Dead to Me - Little Brother (Cover Artwork)
Staff Pick

Dead to Me

Dead to Me: Little Brother

Little Brother (2008)

Fat Wreck Chords


4
Growing up an only child, I never had the responsibility of helping raise a little brother. Likewise, I never got to play the role of a little brother, though lately I've felt as such (especially the kind that's "been getting into trouble" as Dead to Me so eloquently imparts in the title track of th...

Growing up an only child, I never had the responsibility of helping raise a little brother. Likewise, I never got to play the role of a little brother, though lately I've felt as such (especially the kind that's "been getting into trouble" as Dead to Me so eloquently imparts in the title track of their latest EP). First, a bout with unemployment left me putzing around Minneapolis in my own state of urban blight for weeks. As autumn set in, I found out the hard way that free parking in uptown is non-existent, charging a $250 towing fee to my MasterCard.

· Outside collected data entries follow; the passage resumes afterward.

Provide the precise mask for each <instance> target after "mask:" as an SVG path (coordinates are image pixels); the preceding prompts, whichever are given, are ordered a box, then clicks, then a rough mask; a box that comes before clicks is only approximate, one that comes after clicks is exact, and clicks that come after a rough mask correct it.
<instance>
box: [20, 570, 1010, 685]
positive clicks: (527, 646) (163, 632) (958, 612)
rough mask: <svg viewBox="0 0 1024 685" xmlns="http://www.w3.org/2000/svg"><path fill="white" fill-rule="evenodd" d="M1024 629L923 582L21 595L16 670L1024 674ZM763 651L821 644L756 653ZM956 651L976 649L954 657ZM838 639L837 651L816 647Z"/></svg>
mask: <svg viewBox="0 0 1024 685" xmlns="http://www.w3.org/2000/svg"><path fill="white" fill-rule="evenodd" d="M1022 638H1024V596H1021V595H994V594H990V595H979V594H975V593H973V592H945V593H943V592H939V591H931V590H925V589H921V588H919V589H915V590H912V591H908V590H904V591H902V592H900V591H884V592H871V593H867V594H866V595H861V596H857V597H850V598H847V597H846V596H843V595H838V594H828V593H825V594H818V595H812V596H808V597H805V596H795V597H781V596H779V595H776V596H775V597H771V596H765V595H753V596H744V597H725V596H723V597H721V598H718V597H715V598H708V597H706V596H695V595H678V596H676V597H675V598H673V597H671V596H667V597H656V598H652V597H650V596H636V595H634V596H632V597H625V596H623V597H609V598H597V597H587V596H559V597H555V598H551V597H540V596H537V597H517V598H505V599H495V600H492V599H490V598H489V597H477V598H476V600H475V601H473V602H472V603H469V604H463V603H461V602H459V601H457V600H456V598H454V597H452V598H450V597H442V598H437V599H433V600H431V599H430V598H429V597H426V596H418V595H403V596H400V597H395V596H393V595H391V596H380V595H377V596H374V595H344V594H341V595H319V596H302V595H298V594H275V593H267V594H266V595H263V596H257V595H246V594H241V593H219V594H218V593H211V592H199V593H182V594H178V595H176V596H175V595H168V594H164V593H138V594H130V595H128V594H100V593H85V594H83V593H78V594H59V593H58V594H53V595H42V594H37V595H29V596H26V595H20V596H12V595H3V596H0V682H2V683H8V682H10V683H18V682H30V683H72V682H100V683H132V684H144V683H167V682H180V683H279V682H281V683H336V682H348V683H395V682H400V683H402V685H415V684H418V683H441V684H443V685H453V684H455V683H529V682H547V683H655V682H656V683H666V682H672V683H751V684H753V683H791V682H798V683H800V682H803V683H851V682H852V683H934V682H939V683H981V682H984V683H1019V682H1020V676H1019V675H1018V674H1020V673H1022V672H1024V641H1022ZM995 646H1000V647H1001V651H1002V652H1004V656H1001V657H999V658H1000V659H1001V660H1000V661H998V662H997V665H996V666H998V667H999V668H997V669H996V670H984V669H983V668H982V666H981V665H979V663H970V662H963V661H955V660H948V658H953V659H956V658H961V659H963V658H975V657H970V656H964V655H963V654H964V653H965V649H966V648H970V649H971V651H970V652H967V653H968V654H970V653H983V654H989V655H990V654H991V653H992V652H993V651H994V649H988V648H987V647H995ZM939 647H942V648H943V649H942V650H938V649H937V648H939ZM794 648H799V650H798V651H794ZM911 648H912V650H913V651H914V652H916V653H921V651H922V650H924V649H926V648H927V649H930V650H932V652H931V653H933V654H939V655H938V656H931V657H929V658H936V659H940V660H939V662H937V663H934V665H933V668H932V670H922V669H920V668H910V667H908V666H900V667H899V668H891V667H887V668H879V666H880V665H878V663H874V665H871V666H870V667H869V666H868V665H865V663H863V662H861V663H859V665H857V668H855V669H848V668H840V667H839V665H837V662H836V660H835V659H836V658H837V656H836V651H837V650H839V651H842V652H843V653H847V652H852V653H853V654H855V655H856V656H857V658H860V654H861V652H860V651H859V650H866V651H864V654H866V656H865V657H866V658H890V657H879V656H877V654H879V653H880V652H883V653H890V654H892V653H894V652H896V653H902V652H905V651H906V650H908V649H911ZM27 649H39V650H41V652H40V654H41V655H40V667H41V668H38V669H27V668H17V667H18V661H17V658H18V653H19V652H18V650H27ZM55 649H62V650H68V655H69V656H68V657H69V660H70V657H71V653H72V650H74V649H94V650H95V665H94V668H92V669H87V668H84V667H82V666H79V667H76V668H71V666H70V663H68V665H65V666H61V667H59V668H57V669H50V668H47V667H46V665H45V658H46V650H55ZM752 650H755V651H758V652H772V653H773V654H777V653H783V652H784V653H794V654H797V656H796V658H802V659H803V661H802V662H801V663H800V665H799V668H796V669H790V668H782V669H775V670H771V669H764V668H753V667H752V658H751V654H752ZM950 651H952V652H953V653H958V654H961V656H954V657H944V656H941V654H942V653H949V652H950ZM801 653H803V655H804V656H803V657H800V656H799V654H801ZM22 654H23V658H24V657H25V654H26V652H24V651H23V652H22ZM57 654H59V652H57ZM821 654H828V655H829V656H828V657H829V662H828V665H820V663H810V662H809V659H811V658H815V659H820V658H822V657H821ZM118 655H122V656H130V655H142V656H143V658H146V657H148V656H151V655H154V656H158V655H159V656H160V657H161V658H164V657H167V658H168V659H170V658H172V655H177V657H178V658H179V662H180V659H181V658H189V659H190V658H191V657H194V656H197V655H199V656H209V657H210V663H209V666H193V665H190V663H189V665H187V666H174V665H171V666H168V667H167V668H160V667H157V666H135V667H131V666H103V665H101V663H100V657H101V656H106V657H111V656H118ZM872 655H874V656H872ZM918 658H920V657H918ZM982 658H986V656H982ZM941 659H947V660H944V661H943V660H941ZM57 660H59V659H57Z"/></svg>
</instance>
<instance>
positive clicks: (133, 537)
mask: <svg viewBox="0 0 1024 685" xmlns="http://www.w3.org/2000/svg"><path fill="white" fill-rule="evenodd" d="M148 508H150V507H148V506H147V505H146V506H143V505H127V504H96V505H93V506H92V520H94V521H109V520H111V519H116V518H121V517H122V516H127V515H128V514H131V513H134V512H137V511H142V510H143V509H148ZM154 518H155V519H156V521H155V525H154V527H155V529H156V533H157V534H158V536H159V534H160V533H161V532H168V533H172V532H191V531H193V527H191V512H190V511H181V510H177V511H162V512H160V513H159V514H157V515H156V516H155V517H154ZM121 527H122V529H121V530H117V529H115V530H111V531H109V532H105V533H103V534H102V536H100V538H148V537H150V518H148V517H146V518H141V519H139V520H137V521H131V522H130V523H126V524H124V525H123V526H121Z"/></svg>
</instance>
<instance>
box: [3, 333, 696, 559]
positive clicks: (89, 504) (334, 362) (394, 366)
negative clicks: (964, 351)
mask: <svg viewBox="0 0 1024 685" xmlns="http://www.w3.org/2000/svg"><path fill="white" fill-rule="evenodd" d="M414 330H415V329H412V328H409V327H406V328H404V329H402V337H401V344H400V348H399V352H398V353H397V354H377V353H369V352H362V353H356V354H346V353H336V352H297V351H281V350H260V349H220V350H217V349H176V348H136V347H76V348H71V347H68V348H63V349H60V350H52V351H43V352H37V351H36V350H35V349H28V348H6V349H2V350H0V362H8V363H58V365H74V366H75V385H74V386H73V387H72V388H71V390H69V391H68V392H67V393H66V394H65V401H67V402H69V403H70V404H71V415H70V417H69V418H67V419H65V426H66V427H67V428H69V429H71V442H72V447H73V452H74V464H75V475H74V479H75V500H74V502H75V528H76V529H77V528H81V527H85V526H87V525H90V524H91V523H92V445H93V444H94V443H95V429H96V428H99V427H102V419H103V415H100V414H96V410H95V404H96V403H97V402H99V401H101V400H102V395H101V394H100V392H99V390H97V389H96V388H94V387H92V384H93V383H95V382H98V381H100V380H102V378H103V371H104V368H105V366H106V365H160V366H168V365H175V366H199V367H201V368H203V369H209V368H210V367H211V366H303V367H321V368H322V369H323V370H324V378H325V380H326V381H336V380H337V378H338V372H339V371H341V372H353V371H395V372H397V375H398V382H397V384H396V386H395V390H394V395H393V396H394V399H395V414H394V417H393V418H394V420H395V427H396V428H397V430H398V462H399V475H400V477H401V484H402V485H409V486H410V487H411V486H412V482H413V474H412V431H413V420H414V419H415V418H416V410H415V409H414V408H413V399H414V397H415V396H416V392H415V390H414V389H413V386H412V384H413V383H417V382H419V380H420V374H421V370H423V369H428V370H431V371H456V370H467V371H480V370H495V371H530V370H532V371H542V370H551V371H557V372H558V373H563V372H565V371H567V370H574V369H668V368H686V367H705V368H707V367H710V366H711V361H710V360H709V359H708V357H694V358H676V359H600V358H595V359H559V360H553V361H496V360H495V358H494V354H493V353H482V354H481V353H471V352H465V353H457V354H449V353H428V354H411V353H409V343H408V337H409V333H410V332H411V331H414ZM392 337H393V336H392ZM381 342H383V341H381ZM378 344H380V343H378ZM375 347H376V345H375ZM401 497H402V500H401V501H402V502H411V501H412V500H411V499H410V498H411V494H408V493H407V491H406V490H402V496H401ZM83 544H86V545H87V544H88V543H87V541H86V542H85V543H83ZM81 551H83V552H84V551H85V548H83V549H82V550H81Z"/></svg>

So maybe I'm not a little brother in the literal sense, but I can certainly relate to the namesake of Dead to Me's new EP, and perhaps is why it strikes such a chord.

Those who enjoyed Dead to Me's startlingly successful debut Cuban Ballerina will have plenty to like about Little Brother, as the disc's opener "Don't Wanna" fits in perfect continuation with the best of what the former had to offer. While the untrained ear will hear mostly catchy pop-punk, subtle elements of hardcore from the hoarse shouts of ex(?)-Western Addiction bassist Chicken and soulful `77 street punk vocal stylings of former One Man Army frontman Jack Dalrymple help form the dynamic, engaging, and unique sound present in songs like "Arrhythmic Palpitations."

Adding a newly perfected reggae/ska flavor to their arsenal, the title track shines like a tasteful Clash homage with dual vocalists, as Dalrymple muses, "There I go fighting the wrong wars / They're showing me how deserts can storm / So many sand-dusted letters that they send back home" while Chicken helps bellow out the final chorus. "Ran That Scam" follows, with Chicken taking the lead on vocals above a bouncy punk rhythm on arguably the EP's catchiest track, while the closer "What's Wrong" recalls Dalrymple's street punk upbringings in One Man Army with the most Briefs-like Dead to Me has ever sounded.

While there have been plenty of solid releases in 2008, none have reached out with as much conviction and immediacy as Little Brother does. Though it's certainly a gift to have great, new music from Dead to Me, I don't think I'm alone in hoping for another full-length soon to continue on in the direction this EP has taken them. But for now, I'll sit back, put on some Dead to Me, and commiserate with the little brother I never had.